While the Angry Video Game Nerd banishes the gaming demons of the past, all is not well in the present day. Video Game companies have gotten larger than ever, with millions of dollars spent on advertising, processing power and celebrity talent to push out over-produced carbon copies of franchises that should have died back in the AVGN’s era. Ben Croshaw was just another freeware game designer/author when he decided to take his talent for MS Paint and droll witticisms to youtube and the video game industry at large. The result is Zero Punctuation.

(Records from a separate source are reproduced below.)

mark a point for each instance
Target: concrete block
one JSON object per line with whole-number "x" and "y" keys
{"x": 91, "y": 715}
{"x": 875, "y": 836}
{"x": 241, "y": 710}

The title Zero Punctuation refers to Croshaw’s rapid-fire delivery of his video game reviews. After the first two reviews hit youtube, the show was picked up as a series by the Escapist, an internet based video game magazine. The deal resulted in 400 percent increase in the site’s traffic. While the British-born-Australian-based wit of the reviewer offers a certain sense of class to the show, it’s no the only reason Zero Punctuation works. Croshaw achieves the holy grail of criticism in any media. He assails the unassailable, and he makes it work. Take for instance the Smash Brothers Brawl review embedded in the post. Personally, I own the game and love it, but the two characters that generated the most hype, Sonic the Hedgehog and Solid Snake, are only available after slogging through a single player story mode. You will have put in so many hours to unlock those characters that you’ll win every time against your friends who don’t have the game. Your dream of having weekly Smash Brothers parties is effectively dashed. Even if you love the game, the logic behind that observation is impeccable
The only gripe I could have with Zero Punctuation is that Croshaw has a few biases against certain types of games, like Japanese-style Role Playing Games. He admits this, and he’s very fair about it, but he’s never going to be able to do a proper take-down of games like the Disgaea or Suikoden series. He doesn’t understand why those games are crack cocaine in binary code for some people. He tried to comprehend this in his review of “The World Ends With You” with amusing results, but I think we’ll have to be satisfied that he mostly focuses on the hubris of larger, more popular game genres. Lord knows the industry keeps giving him material.